09/02/2018 19:35Imprimer l’article
Actualisé avec la réaction de François Sauvadet.

L'ARS  va annoncer une réorganisation au sein de l'hôpital de Châtillon-sur-Seine : le laboratoire d'analyses biologiques se rapprochera de celui de Semur-en-Auxois, un des effets de la réduction du déficit du CH-HCO. Le maire Hubert Brigand a réagi à cette annonce qui suscite des craintes parmi les syndicats.
Les agents du Centre Hospitalier de la Haute Côte-d'Or (CH-HCO) attendaient avec anxiété des nouvelles de l'Agence Régionale de Santé de Bourgogne-Franche-Comté (ARS). Depuis le 21 décembre 2017, l'intersyndicale CFDT-CGT-FO est notamment en grève à Alise-Sainte-Reine pour dénoncer les incertitudes qui règnent sur la situation de l'établissement. Lourdement déficitaire, le CH-HCO a dû faire des propositions à l'ARS pour réduire ses coûts. Les sites du CH-HCO, résultant de plusieurs fusions ces dernières années, sont Saulieu, Vitteaux, Montbard, Alise-Sainte-Reine et Châtillon-sur-Seine.

Rapprochement des laboratoires de Châtillon et Semur


Le CH-HCO avait remis à l'ARS un Contrat de Retour à l’Équilibre Financier (CREF) pour le 30 octobre 2017 afin de résorber un déficit attendu de 5 millions d'euros en 2017 sur environ 80 millions d'euros de produits d'activités. Ce CREF a été étudié par l'ARS afin d'en vérifier les propositions. Le 19 décembre 2017, à la suite d'une rencontre avec François Sauvadet (président du conseil départemental de la Côte-d'Or), l'ARS avait détaillé des mesures applicables en 2018 au CH-HCO. Les syndicats notaient alors l'absence de dispositions concernant Châtillon-sur-Seine. Aujourd'hui, en s'appuyant sur des innovations techniques, l'ARS parle d'une prochaine «réorganisation» du laboratoire d'analyses biologiques de l'hôpital de Châtillon-sur-Seine qui devrait s'effectuer avant la fin 2018.

Selon le site internet du CH-HCO, à ce jour, «le laboratoire polyvalent du Centre Hospitalier de la Haute Côte-d'Or a pour mission d’effectuer les analyses de biologie médicale : des patients hospitalisés dans les services de soins du CH-HCO (sanitaires et médico-sociaux) et des clients externes». Il comporte à ce jour une salle de prélèvements sanguins, une partie technique (biochimie, hématologie cellulaire, hémostase, sérologie infectieuse) et une partie hygiène hospitalière.
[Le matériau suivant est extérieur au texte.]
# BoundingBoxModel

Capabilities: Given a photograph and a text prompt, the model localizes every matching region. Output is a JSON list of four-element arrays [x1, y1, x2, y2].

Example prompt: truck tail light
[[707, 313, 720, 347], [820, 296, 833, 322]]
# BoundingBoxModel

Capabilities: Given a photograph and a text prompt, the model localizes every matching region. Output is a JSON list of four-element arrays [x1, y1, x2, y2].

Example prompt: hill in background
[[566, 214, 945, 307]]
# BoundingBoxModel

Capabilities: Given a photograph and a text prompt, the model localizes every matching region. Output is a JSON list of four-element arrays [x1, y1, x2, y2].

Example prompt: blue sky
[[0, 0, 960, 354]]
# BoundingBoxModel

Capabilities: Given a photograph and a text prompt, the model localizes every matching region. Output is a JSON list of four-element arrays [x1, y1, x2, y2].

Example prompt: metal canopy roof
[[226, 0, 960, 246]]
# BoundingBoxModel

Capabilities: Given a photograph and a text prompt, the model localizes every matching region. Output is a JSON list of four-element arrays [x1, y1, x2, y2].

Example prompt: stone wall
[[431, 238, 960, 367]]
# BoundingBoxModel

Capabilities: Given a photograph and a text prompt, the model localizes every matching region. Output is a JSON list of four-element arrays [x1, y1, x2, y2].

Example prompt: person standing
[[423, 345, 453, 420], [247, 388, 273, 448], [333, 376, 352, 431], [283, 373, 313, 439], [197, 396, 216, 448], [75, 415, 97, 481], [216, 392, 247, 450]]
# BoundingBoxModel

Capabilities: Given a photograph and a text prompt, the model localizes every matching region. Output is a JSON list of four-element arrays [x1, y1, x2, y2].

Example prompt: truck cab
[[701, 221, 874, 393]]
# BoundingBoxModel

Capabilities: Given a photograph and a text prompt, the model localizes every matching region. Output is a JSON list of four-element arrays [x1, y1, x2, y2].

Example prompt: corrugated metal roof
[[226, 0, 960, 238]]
L'ARS indique, ce 7 février 2018, que «le laboratoire de biologie médicale de Châtillon fait face à une perte d’activité importante depuis plusieurs années, des besoins d’investissements et une fragilité de l’équipe biologique : il a donc été demandé  au centre hospitalier d’engager une réorganisation de cette activité en se rapprochant du laboratoire de biologie du centre hospitalier de Semur en Auxois. Cette nouvelle organisation permettra de conforter l’activité de biologie sur ce territoire et d’assurer en particulier la continuité des examens urgents du centre hospitalier de Châtillon. Une telle organisation fonctionne déjà dans d’autres sites de la région et a fait la preuve de son efficacité, notamment sur les sites d’Avallon et de Clamecy pilotés par le laboratoire du centre hospitalier d’Auxerre avec présence d’équipement de biologie délocalisé dans chaque établissement».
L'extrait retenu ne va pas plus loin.